Mon employeur peut-il décider librement de diminuer mon salaire ?

Rédigé le 13/11/2024

En principe, un employeur doit obtenir l’accord des salariés pour réduire leur rémunération. Mais, il existe plusieurs manières de détourner cette règle. « Capital » fait le point.

Votre patron peut-il décider seul de réduire votre salaire ? Pas tout à fait. Il doit d'abord obtenir votre accord. En effet, la rémunération est un « élément essentiel » du contrat de travail. Elle compose le « socle contractuel » aux côtés du temps de travail, de la fonction du salarié voire du lieu de travail, précise Elodie Cohen-Morvan, avocate spécialiste du droit du travail. De ce fait, il n’est pas possible de modifier la rémunération d’un salarié - à la hausse ou à la baisse - avant d’avoir obtenu son accord. Et ce, même si l’employeur décide de contourner la règle en ajoutant une ligne au contrat de travail spécifiant qu’il se réserve la possibilité de modifier librement la rémunération. C’est le principe en vigueur.

Mais force est de constater qu’il existe quelques exceptions offrant la possibilité à un employeur de diminuer le salaire de ses collaborateurs sans leur avis. Tous les éléments de la rémunération - salaire fixe, primes, majorations ou avantages en nature - doivent figurer sur le contrat de travail.

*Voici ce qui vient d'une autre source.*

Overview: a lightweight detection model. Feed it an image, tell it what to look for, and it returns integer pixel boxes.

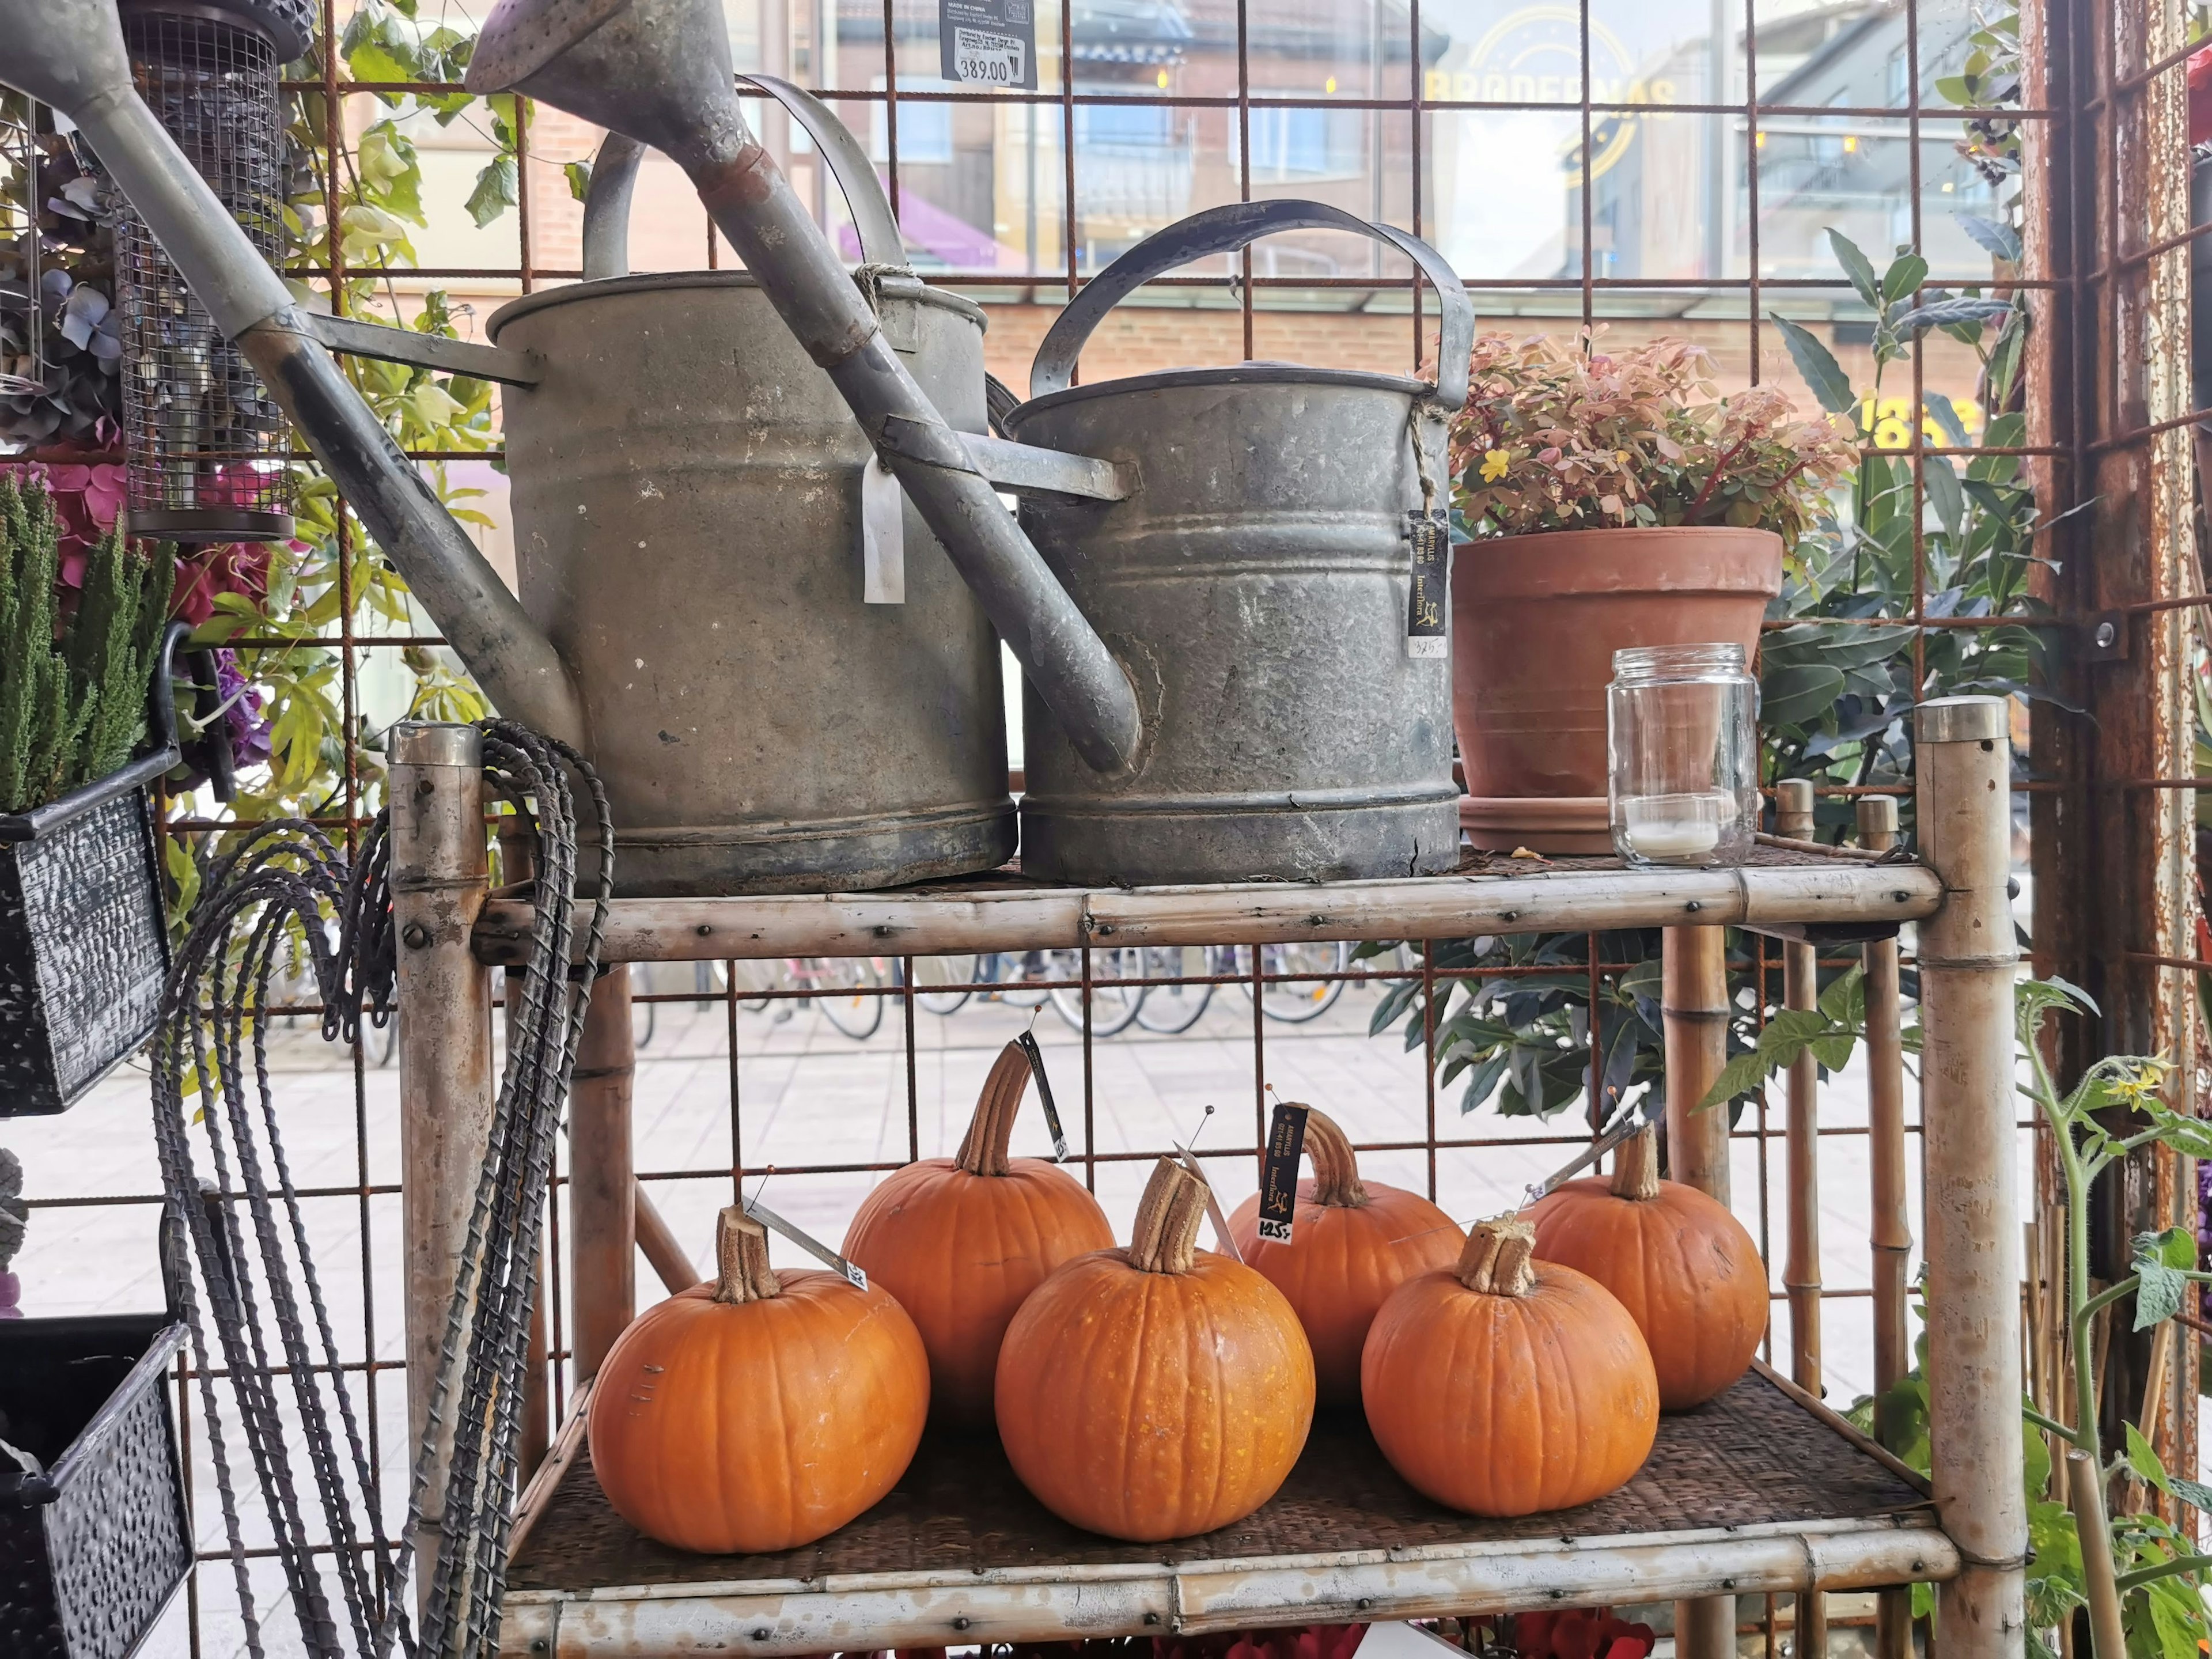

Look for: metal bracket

Ne pas définir les primes dans le contrat de travail, un moyen de les réduire facilement

Dans ce cas, la « rémunération variable » fait elle aussi partie « du socle contractuel et on ne peut pas la modifier » rappelle l’experte. À moins que l’employeur décide de ne pas faire apparaître les primes et les autres éléments de rémunération sur le contrat de travail mais plutôt de passer par « l’usage » ou «un engagement unilatéral», précise l’avocate. Dans le premier cas, il suffit par exemple de l’annoncer lors d’une réunion CSE (comité social et économique) ou d’écrire une note de service. L’employeur doit tout de même spécifier les « modalités de calcul » de la prime mais il peut le faire « à l’écrit ou à l’oral ». Il peut ensuite décider « unilatéralement » d’augmenter ou de diminuer le salaire de ses collaborateurs, le tout sans leur accord.

L’employeur doit alors respecter ce qu’on appelle la « dénonciation d’un usage ». Il s’agit de la procédure à suivre dès lors qu’un chef d’entreprise décide de supprimer ou de modifier un usage. Il doit consulter le CSE - sans pour autant obtenir son accord, informer individuellement chaque salarié, puis respecter un délai de prévenance suffisant. « Quand la prime est versée tous les mois, un délai de prévenance de trois mois sera suffisant. Pour une prime annuelle, le délai passe à un an », précise Elodie Cohen-Morvan.

Opter pour l’accord de performance collectif afin de diminuer le salaire des collaborateurs

Autre exception : « quand l’employeur envisage de diminuer le salaire de base, le fixe, il peut opter pour l’accord de performance collective (APC) », affirme l’avocate. « Cet accord collectif permet d’aménager notamment le niveau de rémunération des salariés afin d’obtenir d’abord l’accord des organisations syndicales majoritaires », poursuit-elle. L’APC s’impose aux salariés qui peuvent «toujours refuser mais dans ce cas, leur refus devient un motif de licenciement», prévient l’experte. L’employeur n’a pas à prouver un autre motif de licenciement tel que le motif économique ou personnel : la rupture du contrat de travail est automatique. « La jurisprudence dit quand même que l’accord doit se justifier par un souci de réorganisation par exemple », ajoute Elodie Cohen-Morvan.

Toujours est-il que, lorsqu’un employeur décide de baisser le salaire de certains collaborateurs, ces derniers peuvent décider de refuser. Dans ce cas, « le salarié risque le licenciement et généralement l’employeur va sur le terrain du motif économique ». «Si le motif ne tient pas la route, le salarié peut poursuivre l'employeur en justice, mais il n’a pas droit à la réintégration au sein de la société, il ne percevra qu’une indemnité», ajoute l’avocate. Si l’employeur doit obtenir l’accord du salarié avant de diminuer son salaire, « cette règle, en principe intangible, ne protège pas de manière absolue le salarié », conclut l’experte.